A questa conclusione a è giunto il procuratore della Repubblica di Brindisi Antonio Negro, che ha indagato sulle cause del disastro.
L’elicottero cadde, se gli investigatori, a causa del distacco di una pala del rotore principale del velivolo, causato a sua volta da una perdita di pressione all’interno del rotore. Una perdita probabilmente da attribuire ad una cricca passante (lesione) ‘da fatica’, prodottasi col passare del tempo per un errore umano commesso qualche anno prima del sinistro nello svolgimento dei lavori di manutenzione presso gli stabilimenti ‘Agusta’ di Anagni (Frosinone).
Nello schianto morirono i capitani Michele Cargnoni e Stefano Bazzo, il tenente pilota Marco Partipilo, i primi marescialli Giovanni Sabatelli e Carmine Briganti, i marescialli di prima classe Giuseppe Biscotti, Massimiliano Tommasi e Teodoro Baccaro. Le famiglie delle vittime sarebbero state tutte risarcite.

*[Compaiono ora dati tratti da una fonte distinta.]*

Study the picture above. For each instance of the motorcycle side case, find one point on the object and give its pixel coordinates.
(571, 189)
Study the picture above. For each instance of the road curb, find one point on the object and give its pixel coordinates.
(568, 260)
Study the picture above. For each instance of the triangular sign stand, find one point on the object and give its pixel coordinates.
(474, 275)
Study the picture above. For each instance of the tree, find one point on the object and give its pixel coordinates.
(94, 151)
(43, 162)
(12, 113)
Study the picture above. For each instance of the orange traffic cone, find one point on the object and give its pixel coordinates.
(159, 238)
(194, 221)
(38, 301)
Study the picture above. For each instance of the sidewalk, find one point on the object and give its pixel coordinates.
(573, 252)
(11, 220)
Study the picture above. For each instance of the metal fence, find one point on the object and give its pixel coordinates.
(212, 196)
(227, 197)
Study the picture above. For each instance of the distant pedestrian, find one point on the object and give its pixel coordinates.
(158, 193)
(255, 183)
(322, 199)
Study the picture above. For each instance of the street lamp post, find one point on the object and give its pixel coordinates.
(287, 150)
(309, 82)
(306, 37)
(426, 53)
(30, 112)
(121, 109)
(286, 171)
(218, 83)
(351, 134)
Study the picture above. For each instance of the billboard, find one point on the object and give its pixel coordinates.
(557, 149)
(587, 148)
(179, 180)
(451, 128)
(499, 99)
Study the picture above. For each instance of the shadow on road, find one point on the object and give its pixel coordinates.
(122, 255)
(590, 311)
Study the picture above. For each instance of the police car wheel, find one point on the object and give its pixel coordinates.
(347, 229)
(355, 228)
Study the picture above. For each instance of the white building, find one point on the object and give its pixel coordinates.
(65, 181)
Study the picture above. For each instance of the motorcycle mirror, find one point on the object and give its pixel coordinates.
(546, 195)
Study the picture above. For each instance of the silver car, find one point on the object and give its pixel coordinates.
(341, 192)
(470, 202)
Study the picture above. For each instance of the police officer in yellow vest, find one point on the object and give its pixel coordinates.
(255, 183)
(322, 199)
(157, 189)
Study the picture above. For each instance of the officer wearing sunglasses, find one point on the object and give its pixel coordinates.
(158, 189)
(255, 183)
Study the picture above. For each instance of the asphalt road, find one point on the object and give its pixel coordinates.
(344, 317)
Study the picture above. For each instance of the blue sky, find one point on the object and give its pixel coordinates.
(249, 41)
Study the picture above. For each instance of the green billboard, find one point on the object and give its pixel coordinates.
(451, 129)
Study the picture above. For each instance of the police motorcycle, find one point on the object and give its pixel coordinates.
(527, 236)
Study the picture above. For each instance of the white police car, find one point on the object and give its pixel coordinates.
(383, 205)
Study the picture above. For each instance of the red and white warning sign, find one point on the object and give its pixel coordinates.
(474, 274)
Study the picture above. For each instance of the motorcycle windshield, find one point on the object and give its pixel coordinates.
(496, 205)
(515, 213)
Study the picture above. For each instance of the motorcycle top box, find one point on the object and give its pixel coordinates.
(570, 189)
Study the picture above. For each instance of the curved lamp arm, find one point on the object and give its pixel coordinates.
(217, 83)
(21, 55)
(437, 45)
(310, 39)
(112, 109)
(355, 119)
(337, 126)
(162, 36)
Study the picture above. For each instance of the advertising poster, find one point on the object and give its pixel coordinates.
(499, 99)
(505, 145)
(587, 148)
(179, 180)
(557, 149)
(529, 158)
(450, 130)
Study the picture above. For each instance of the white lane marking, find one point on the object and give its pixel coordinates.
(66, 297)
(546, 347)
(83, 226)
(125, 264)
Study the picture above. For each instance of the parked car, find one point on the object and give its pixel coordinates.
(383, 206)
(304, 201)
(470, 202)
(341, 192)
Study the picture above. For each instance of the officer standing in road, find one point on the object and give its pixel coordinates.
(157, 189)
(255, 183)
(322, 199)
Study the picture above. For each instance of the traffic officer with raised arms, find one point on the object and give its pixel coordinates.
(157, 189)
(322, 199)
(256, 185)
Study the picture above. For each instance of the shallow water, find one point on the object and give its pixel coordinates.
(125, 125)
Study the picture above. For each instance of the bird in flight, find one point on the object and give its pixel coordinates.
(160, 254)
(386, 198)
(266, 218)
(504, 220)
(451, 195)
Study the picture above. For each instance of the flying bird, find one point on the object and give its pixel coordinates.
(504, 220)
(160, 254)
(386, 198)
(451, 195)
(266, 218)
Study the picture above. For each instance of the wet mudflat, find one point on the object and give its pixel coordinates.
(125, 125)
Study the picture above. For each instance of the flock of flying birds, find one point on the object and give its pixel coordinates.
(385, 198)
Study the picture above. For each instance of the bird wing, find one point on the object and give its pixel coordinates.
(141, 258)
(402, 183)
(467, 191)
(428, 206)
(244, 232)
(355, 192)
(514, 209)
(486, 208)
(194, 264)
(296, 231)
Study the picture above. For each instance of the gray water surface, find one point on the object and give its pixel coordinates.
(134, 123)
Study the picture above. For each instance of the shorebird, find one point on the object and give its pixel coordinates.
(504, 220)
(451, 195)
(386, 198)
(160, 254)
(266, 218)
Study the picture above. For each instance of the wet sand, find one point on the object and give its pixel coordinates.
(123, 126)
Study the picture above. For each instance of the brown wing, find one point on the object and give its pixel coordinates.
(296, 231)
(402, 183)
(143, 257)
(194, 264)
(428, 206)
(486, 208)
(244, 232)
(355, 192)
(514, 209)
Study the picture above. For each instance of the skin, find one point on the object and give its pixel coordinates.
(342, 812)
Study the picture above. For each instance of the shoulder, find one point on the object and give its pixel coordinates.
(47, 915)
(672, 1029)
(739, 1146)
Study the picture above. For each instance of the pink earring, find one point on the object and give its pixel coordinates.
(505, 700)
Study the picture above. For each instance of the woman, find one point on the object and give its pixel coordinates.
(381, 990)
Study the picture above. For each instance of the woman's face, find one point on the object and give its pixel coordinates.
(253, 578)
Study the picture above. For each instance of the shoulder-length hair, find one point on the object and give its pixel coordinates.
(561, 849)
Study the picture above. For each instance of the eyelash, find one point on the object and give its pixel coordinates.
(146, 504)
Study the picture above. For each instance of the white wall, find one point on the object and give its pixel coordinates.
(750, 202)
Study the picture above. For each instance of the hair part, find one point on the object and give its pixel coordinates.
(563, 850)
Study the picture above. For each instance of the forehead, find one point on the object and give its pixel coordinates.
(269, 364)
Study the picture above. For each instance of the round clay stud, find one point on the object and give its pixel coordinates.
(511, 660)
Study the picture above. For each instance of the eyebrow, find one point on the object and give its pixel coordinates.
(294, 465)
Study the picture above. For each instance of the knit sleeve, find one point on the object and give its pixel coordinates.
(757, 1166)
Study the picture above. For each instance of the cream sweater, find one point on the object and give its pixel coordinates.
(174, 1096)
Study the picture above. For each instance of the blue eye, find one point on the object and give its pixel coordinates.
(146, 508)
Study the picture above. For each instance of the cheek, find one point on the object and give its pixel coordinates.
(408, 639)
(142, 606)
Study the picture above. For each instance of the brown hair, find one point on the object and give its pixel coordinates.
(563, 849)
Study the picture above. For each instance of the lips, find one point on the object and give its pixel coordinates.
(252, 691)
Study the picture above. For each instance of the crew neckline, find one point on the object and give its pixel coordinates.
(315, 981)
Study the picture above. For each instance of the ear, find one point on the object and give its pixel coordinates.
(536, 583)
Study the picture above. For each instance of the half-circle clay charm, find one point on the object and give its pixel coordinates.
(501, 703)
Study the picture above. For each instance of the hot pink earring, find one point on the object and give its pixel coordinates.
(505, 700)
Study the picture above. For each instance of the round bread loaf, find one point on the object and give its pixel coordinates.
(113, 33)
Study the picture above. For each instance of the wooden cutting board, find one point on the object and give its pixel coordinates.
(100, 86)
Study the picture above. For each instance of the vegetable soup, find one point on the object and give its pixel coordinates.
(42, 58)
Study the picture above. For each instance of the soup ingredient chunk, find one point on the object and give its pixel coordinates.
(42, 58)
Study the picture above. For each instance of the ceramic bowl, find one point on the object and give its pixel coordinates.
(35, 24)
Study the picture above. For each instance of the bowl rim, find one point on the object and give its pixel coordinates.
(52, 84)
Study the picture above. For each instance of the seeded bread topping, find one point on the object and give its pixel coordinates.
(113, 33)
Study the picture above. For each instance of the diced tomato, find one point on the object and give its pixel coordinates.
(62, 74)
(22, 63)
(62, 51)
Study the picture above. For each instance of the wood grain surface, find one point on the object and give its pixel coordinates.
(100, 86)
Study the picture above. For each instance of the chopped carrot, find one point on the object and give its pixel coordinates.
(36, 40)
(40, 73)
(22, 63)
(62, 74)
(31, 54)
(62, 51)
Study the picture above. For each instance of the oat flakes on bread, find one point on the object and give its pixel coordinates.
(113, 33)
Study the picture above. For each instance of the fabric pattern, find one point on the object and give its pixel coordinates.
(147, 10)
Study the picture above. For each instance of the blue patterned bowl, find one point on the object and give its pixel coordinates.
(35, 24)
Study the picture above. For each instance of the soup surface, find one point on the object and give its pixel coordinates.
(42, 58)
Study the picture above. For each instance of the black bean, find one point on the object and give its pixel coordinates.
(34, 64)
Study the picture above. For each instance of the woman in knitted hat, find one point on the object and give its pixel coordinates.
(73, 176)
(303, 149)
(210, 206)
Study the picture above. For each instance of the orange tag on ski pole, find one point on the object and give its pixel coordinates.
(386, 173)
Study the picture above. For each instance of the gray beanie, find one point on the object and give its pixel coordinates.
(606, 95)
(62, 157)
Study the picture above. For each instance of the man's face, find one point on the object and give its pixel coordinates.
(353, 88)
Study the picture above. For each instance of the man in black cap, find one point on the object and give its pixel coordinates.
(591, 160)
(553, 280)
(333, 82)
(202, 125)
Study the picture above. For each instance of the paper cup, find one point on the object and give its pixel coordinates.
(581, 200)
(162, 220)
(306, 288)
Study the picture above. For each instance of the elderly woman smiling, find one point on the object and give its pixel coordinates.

Al disastro, tuttavia, secondo il magistrato, potrebbero aver contribuito anche altre concause.
Per questo motivo la procura di Brindisi ha trasmesso il fascicolo d’indagine alla procura di Frosinone, competente per territorio, poiché nella città laziale furono compiuti i lavori di manutenzione al velivolo.
Tra le “concause” la consulenza disposta dal pm inquirente Negro ne individuerebbe due: un errore nella traduzione dall’inglese all’italiano dei manuali di volo e di manutenzione dell’elicottero, che avrebbe a sua volta probabilmente indotto in errore l’equipaggio sulle procedure da adottare in caso di accensione della spia di emergenza a bordo del velivolo che segnalava la diminuzione della pressione della pala; e un probabile errore umano da parte dell’equipaggio dell’elicottero, che dopo essere atterrato nell’aeroporto militare di Digione, proprio a seguito dell’accensione della spia, riprese il volo per la sua destinazione finale senza aver prima accertato ed eliminato la causa della condizione di pericolo segnalata.